December 30, 2020. By Kolemann Lutz
Researchers from the UK and USA genetically engineered the Rubisco enzyme in plants from highly efficient carbon capture and conversion mechanisms in algae cells, representing a key step for assembling algae pyrenoid-based CO2 concentrating mechanisms in plants.
Ribulose‐1,5‐bisphosphate carboxylase/oxygenase, or Rubisco, a key enzyme in photosynthesis, is distributed evenly throughout chloroplast stroma. Rubisco is essential for plants to capture and convert carbon dioxide. The enzyme operates at half its carbon fixation potential in most major stable crops such as rice,wheat, soybean, beats, spinach, potatoes, chlorella, sunflower, and others with the C3 photosynthetic, metabolic pathway.
To overcome this limitation, an international team of researchers became inspired to investigate the feasibility of using algae—tiny single-celled photosynthetic powerhouses living in oceans and other bodies of water where CO2 is scarce—to improve carbon sequestration in stable land-based crops.
Because CO2 spreads 10,000 times slower in H2O than in air and is also slow to equilibrate, aqueous algae species have difficulty accessing CO2. Some non-vascular land plants such as green algae have evolved highly efficient CO2 concentrating mechanisms (CCMs) that condense Rubisco into a liquid-like protein within the chloroplast called a pyrenoid, which acts as a center of carbon dioxide by maintaining a CO2-rich environment around rubisco enzymes. As the most abundant enzyme on Earth’s surface, Rubisco is responsible for about 95% of the carbon fixed in the biosphere.
"The defining feature of a pyrenoid is the matrix, a liquid-like condensate that contains nearly all of the cell's Rubisco," explains Jonikas, an Assistant Professor in the Department of Molecular Biology at Princeton.
Researchers from University of Edinburgh and University of Illinois reconstructed this pyrenoid-like structure by genetically engineering the Rubisco enzyme in plants so that it would behave more like an algal Rubisco. They then injected the Rubisco-binding protein, EPYC1, which has five Rubisco binding sites and is essential to algae’s CO2-concentrating mechanism, into the plant-algal hybrid.
After interaction between the intrinsically disordered EPYC1 protein and the small subunit of Rubisco (SSU), the CCM of alga Chlamydomonas reinhardtii is activated and the pyrenoid undergoes liquid-to-liquid phase separation.
After 32 days of growth under normal lighting, the transgenes of the Chlamydomonas appeared unaffected by the pyrenoid matrix, suggesting the environment inside higher plant chloroplasts is highly compatible with pyrenoid-type bodies.
This discovery represents a key step forward to assemble highly efficient CCM plants with algae-based pyrenoids, which could enhance crop yield potentials by up to 60%. Further research and testing will help understand how internal C3 plant biology within algae-CCM hybrid crops will react to greater amounts of CO2 intake.
Biomass feedstocks of algae on habitable regions in the inner Solar system hold great potential to help crops thrive in poor conditions including drought.

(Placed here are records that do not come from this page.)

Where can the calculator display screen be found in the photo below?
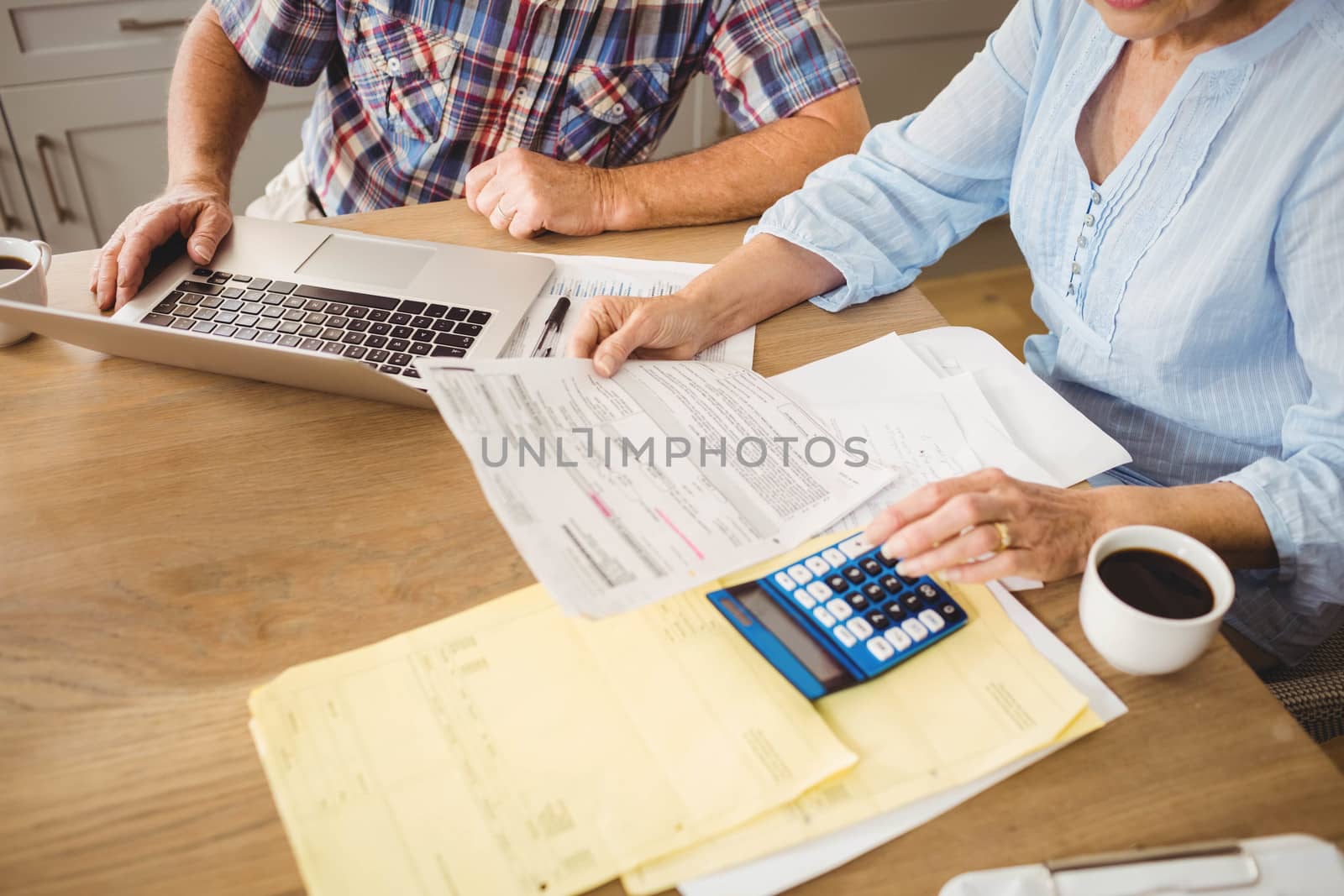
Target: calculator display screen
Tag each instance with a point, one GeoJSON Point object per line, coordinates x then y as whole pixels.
{"type": "Point", "coordinates": [793, 636]}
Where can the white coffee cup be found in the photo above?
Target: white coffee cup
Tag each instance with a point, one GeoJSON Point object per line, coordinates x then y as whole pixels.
{"type": "Point", "coordinates": [27, 285]}
{"type": "Point", "coordinates": [1139, 642]}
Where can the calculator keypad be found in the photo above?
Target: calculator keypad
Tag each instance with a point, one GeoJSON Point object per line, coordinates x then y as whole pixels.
{"type": "Point", "coordinates": [853, 594]}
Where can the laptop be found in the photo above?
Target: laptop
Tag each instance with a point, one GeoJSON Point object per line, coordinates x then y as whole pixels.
{"type": "Point", "coordinates": [312, 307]}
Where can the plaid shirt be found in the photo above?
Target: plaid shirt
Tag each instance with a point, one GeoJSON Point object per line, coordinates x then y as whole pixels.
{"type": "Point", "coordinates": [418, 92]}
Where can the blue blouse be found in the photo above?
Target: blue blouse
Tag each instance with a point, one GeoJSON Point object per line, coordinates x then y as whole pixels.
{"type": "Point", "coordinates": [1195, 300]}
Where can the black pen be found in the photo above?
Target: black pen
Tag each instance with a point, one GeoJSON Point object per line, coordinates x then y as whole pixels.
{"type": "Point", "coordinates": [553, 327]}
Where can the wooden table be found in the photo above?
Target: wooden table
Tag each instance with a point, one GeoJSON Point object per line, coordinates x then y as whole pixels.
{"type": "Point", "coordinates": [170, 540]}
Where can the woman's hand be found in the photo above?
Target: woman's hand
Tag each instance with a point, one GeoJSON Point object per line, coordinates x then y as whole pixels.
{"type": "Point", "coordinates": [615, 328]}
{"type": "Point", "coordinates": [947, 526]}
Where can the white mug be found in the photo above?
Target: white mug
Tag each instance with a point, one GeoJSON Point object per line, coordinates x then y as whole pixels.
{"type": "Point", "coordinates": [1139, 642]}
{"type": "Point", "coordinates": [24, 285]}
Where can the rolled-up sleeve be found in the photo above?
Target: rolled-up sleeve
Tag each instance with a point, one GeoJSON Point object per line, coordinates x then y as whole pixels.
{"type": "Point", "coordinates": [920, 184]}
{"type": "Point", "coordinates": [770, 58]}
{"type": "Point", "coordinates": [1301, 492]}
{"type": "Point", "coordinates": [284, 40]}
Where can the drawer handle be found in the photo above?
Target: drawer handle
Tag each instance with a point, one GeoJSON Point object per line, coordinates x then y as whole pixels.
{"type": "Point", "coordinates": [64, 214]}
{"type": "Point", "coordinates": [152, 24]}
{"type": "Point", "coordinates": [8, 221]}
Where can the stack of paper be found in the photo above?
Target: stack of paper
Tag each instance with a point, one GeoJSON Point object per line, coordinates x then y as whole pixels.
{"type": "Point", "coordinates": [584, 277]}
{"type": "Point", "coordinates": [618, 492]}
{"type": "Point", "coordinates": [792, 867]}
{"type": "Point", "coordinates": [515, 750]}
{"type": "Point", "coordinates": [512, 750]}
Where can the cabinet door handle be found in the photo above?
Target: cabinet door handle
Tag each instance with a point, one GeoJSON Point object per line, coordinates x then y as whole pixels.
{"type": "Point", "coordinates": [151, 24]}
{"type": "Point", "coordinates": [8, 221]}
{"type": "Point", "coordinates": [64, 212]}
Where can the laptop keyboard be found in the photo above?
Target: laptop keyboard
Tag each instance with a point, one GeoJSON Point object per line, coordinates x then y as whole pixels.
{"type": "Point", "coordinates": [378, 331]}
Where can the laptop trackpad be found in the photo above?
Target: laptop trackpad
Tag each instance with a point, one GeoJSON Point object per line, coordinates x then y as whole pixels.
{"type": "Point", "coordinates": [367, 261]}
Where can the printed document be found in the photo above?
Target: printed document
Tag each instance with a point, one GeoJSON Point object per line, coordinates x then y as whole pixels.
{"type": "Point", "coordinates": [582, 277]}
{"type": "Point", "coordinates": [965, 708]}
{"type": "Point", "coordinates": [510, 750]}
{"type": "Point", "coordinates": [618, 492]}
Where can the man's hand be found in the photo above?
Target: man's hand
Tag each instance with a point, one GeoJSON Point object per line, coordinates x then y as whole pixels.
{"type": "Point", "coordinates": [526, 192]}
{"type": "Point", "coordinates": [197, 211]}
{"type": "Point", "coordinates": [615, 328]}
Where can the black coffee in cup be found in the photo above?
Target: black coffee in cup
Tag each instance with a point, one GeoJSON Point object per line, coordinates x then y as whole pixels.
{"type": "Point", "coordinates": [1156, 584]}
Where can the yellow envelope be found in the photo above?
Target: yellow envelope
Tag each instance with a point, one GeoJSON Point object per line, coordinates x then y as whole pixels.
{"type": "Point", "coordinates": [512, 750]}
{"type": "Point", "coordinates": [969, 705]}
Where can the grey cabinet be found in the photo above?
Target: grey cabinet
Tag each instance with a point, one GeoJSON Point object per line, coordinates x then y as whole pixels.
{"type": "Point", "coordinates": [93, 149]}
{"type": "Point", "coordinates": [17, 214]}
{"type": "Point", "coordinates": [84, 90]}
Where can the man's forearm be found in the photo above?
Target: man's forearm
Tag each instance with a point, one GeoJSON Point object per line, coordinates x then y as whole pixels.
{"type": "Point", "coordinates": [741, 176]}
{"type": "Point", "coordinates": [757, 281]}
{"type": "Point", "coordinates": [1222, 515]}
{"type": "Point", "coordinates": [213, 102]}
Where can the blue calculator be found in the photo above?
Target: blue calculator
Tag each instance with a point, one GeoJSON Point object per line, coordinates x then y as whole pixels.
{"type": "Point", "coordinates": [839, 617]}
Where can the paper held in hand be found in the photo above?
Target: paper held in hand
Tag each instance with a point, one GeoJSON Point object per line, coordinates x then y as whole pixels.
{"type": "Point", "coordinates": [618, 492]}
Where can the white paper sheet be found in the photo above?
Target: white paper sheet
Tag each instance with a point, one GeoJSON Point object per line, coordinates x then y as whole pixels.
{"type": "Point", "coordinates": [783, 871]}
{"type": "Point", "coordinates": [1039, 421]}
{"type": "Point", "coordinates": [922, 443]}
{"type": "Point", "coordinates": [582, 277]}
{"type": "Point", "coordinates": [620, 492]}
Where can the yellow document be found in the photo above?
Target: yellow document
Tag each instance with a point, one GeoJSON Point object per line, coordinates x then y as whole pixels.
{"type": "Point", "coordinates": [514, 750]}
{"type": "Point", "coordinates": [963, 708]}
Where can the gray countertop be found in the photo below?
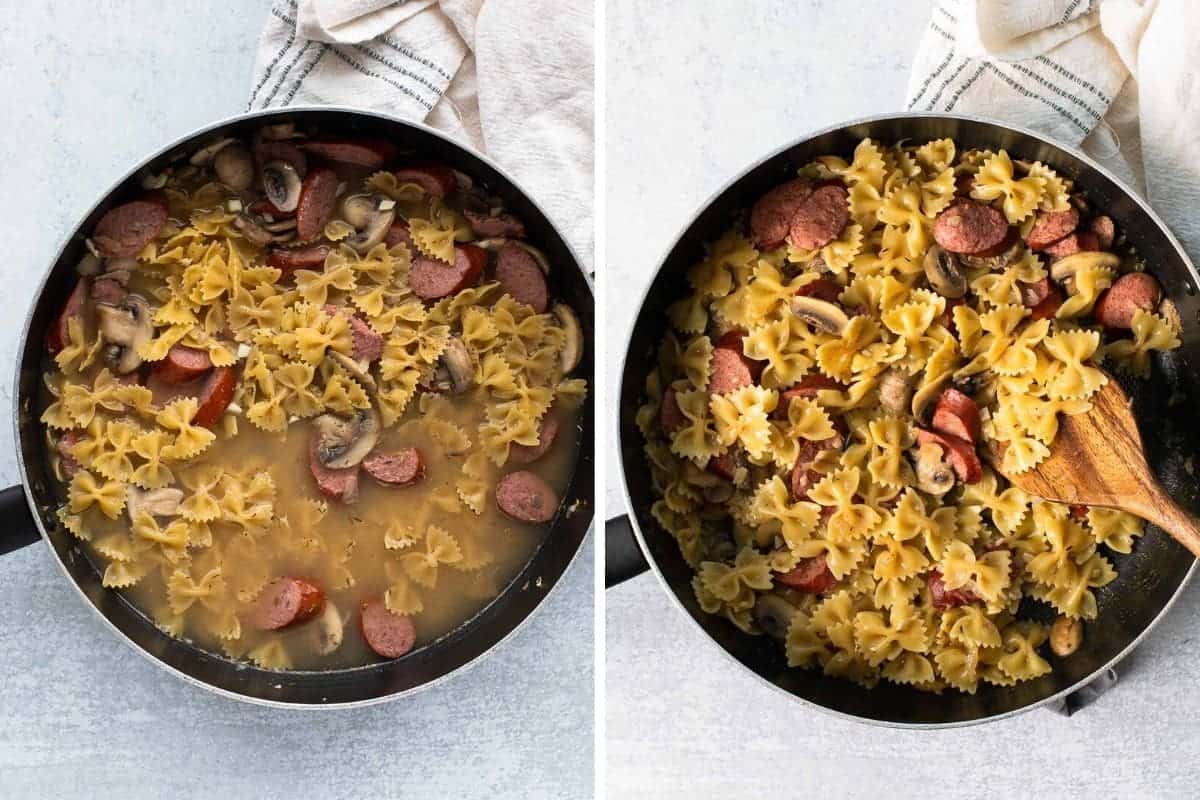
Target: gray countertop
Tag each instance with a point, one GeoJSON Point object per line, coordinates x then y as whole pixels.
{"type": "Point", "coordinates": [694, 95]}
{"type": "Point", "coordinates": [90, 88]}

As greenhouses on Mars attempt to similarly replicate how they are grown on Earth, those greenhouses become much easier to construct and operate if their interior pressure is also very low.
As the Martian atmosphere is comprised of 95% CO2 and receives half the solar irradiance of Earth, adapting stable crops to help deactivate drought-sensing genes in hypobaria conditions and designing plants with highly efficient CO2 concentrating mechanisms will play an important role in increasing biomass production for food.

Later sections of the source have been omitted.